5 Ways to Honor Mexico's Heritage on Cinco de Mayo (Hint: Skip the Sombreros)
First of all, May 5 isn't even Mexico's Independence Day.
Contrary to popular belief, today is not actually Mexico’s Independence Day — that’s September 16. Cinco de Mayo commemorates the Battle of Puebla when a much smaller and less-equipped Mexican army defeated French forces on May 5, 1862.
And the holiday “is virtually ignored in Mexico," a 2007 UCLA Newsroom article noted.
But in the United States — where the celebration has been adopted — Cinco de Mayo has taken on a life of its own.
Read More: 8 Myths about Cinco de Mayo put to the test
It grew in popularity in the 1980s when beer companies began to promote and capitalize on the celebration, eventually muffling the historic meaning of the day, and replacing it with a grab-bag of sometimes offensive cultural signifiers. Today, more often than not, revelers mark Cinco de Mayo with parties, mariachi music, and tacky, taco-filled festivities.
Over the years, the media has encouraged the misrepresentation. During a 2014 segment of MSNBC’s Way Too Early program, correspondent Louis Burgdorf, appeared on screen with a sombrero, shaking a maraca, and taking swigs of faux tequila, calling it “go-go juice.”
In 2015, online clothing store Nylon began selling a Cinco de Mayo-themed collection of t-shirts with slogans that read “More Tequila,” “Tequila Helps,” and “Vatos Locos” (which translates to “Crazy Guys”). They apologized and retracted the shirts after Latin news outlet, Remezcla, called them out.
This year, at a Baylor University in Texas, students reportedly showed up dressed as maids and construction workers to a fraternity themed party advertised as “Drinko de Mayo” and “Cinco de Drinko.”
And now that’s an even darker element to the day.
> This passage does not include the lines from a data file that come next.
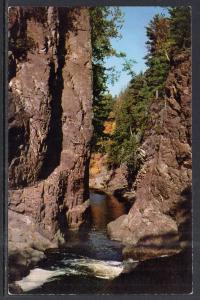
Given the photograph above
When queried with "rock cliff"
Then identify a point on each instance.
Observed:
(49, 122)
(159, 221)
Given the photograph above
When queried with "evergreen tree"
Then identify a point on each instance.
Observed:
(180, 26)
(106, 23)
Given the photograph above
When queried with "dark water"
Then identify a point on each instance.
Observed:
(89, 251)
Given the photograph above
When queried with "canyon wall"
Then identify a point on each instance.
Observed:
(159, 221)
(49, 122)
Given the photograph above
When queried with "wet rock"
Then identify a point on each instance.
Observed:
(159, 221)
(50, 127)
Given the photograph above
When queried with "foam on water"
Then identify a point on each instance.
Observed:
(80, 266)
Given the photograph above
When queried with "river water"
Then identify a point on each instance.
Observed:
(90, 263)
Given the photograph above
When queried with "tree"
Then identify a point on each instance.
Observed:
(106, 23)
(180, 26)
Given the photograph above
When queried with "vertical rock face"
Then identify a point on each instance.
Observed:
(161, 214)
(49, 116)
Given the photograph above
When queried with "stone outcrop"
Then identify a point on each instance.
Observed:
(49, 119)
(160, 217)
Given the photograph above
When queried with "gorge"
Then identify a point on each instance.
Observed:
(147, 210)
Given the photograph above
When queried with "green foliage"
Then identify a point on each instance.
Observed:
(166, 36)
(106, 23)
(158, 56)
(131, 114)
(180, 26)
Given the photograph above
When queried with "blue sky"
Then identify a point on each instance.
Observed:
(132, 42)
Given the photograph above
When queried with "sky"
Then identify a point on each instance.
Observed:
(132, 42)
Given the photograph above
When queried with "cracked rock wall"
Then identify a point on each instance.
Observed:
(49, 116)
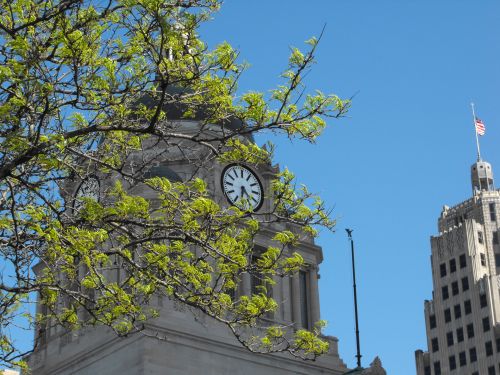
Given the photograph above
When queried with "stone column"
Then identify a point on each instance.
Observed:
(296, 301)
(246, 284)
(314, 294)
(286, 302)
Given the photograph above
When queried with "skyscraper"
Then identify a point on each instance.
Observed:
(462, 319)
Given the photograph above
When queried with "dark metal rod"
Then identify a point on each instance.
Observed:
(358, 350)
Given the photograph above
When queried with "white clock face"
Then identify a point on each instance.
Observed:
(242, 187)
(89, 188)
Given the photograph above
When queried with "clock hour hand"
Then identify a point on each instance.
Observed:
(243, 191)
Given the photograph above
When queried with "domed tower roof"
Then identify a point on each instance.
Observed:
(482, 176)
(175, 111)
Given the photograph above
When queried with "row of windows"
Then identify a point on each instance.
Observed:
(462, 359)
(454, 288)
(480, 237)
(453, 265)
(483, 302)
(453, 365)
(460, 335)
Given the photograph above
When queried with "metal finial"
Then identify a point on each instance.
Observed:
(358, 350)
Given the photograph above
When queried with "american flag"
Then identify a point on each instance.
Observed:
(480, 128)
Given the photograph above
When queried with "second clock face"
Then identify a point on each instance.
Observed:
(89, 188)
(242, 187)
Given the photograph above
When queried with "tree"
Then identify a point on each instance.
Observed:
(84, 86)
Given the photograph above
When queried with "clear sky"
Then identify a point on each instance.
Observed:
(404, 150)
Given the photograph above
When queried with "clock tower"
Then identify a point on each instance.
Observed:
(184, 340)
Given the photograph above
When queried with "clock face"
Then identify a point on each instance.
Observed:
(242, 187)
(89, 188)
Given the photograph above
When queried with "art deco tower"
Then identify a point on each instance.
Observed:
(463, 317)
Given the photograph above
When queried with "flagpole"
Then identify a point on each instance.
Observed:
(475, 131)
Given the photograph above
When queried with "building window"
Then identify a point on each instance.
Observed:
(434, 345)
(467, 307)
(489, 348)
(470, 331)
(432, 321)
(453, 363)
(462, 261)
(482, 300)
(461, 359)
(442, 268)
(304, 305)
(472, 355)
(444, 292)
(465, 284)
(493, 215)
(460, 334)
(453, 265)
(447, 315)
(437, 368)
(486, 324)
(497, 260)
(449, 338)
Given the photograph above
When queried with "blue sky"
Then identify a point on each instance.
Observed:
(403, 151)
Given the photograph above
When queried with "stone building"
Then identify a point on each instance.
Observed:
(191, 342)
(462, 319)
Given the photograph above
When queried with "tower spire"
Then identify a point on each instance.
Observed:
(475, 131)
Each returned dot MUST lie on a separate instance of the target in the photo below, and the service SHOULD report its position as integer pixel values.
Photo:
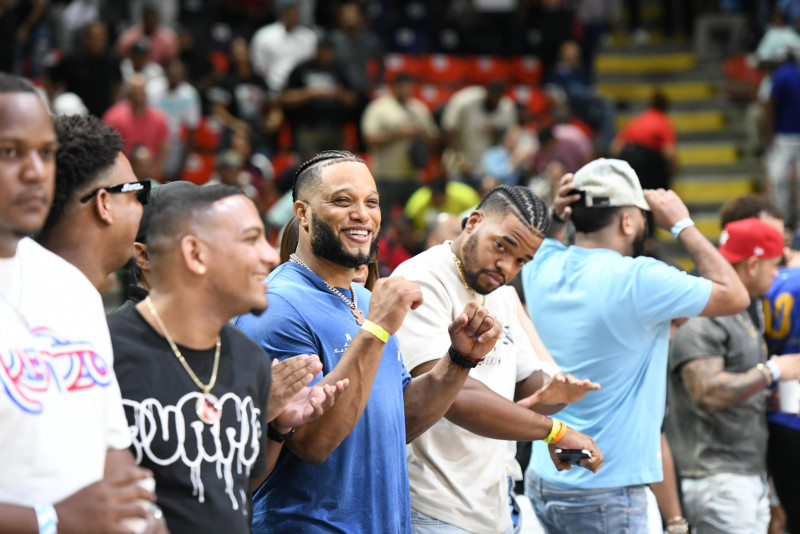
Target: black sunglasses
(142, 191)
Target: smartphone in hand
(573, 456)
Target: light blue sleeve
(281, 331)
(662, 293)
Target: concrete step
(696, 191)
(688, 121)
(646, 63)
(643, 92)
(701, 154)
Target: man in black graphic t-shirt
(196, 390)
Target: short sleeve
(280, 331)
(527, 360)
(117, 435)
(424, 336)
(700, 337)
(662, 293)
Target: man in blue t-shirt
(782, 320)
(347, 471)
(604, 313)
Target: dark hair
(174, 212)
(87, 147)
(310, 172)
(745, 207)
(545, 135)
(587, 220)
(14, 84)
(289, 239)
(147, 212)
(521, 202)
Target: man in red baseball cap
(719, 370)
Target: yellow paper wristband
(557, 432)
(375, 330)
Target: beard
(470, 248)
(326, 245)
(639, 243)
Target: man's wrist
(461, 360)
(680, 226)
(376, 330)
(281, 437)
(775, 369)
(557, 432)
(764, 370)
(677, 525)
(46, 518)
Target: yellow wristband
(557, 425)
(375, 330)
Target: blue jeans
(425, 524)
(596, 511)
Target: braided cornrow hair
(521, 201)
(311, 169)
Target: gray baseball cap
(610, 183)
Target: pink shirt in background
(148, 129)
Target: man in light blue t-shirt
(604, 313)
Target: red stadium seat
(199, 167)
(434, 95)
(444, 69)
(487, 69)
(395, 64)
(526, 70)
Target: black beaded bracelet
(461, 361)
(274, 435)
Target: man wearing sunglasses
(98, 201)
(64, 437)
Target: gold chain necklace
(208, 407)
(460, 269)
(353, 305)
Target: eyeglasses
(142, 191)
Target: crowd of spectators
(243, 93)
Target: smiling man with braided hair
(458, 468)
(347, 471)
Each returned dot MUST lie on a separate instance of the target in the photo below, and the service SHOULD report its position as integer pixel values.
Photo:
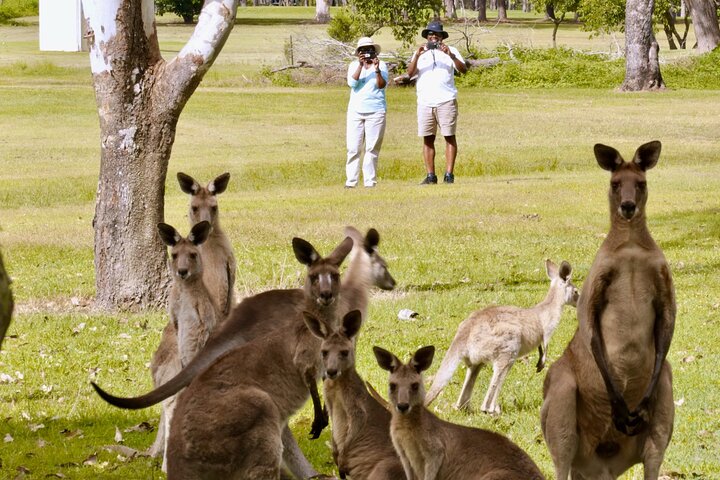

According to ABC News, many Mexican Americans are reluctant to take part in the celebration this year over fear of possible deportation. In Philadelphia, a Cinco de Mayo celebration was scrapped after organizers deemed turnout would drop over concerns of immigration raids.
In the US, Cinco de Mayo is supposedly about celebrating Mexican heritage and culture — so let’s do that.
This year, instead of dropping in on a maraca margarita special happy hour or sporting an oversized sombrero and ungroomed, fake mustache, here are some alternative and authentic ways to celebrate Cinco de Mayo:
Support Authentic Mexican Businesses
For those tamales or chilaquiles, find a local, Mexican family-run grocery store or restaurant. No — Chipotle, Qdoba, and Baja Fresh don’t count.
Donate to Organizations Fighting For Immigrant Rights
It’s a good day to support immigrants’ rights, especially those most marginalized by legal status, race, and class. Check out Mariposas Sin Fronteras, the Immigrant Defense Project, Border of Angels, MALDEF, CHIRLA, or countless others to engage in social practices that make a difference.
Stand Up For Mexican American Communities and Volunteer
Whether you’re a lawyer or an everyday citizen, your skills and help are needed! Mentoring families, setting up homes, providing legal support, and teaching are all integral parts of defending immigrants’ rights.
Take the Time to Learn More About Our Neighbors
Test out what you know about our friends across the border. Now’s your chance to talk to Mexican Americans and learn about the history of Cinco de Mayo and a country rich with its own diversity.
Take part in Mexican cuisine, culture, and music by finding a local celebration hosted by Latin organizers! Avoid party stores, serapes, and “Cinco de Drinko” invites at all costs.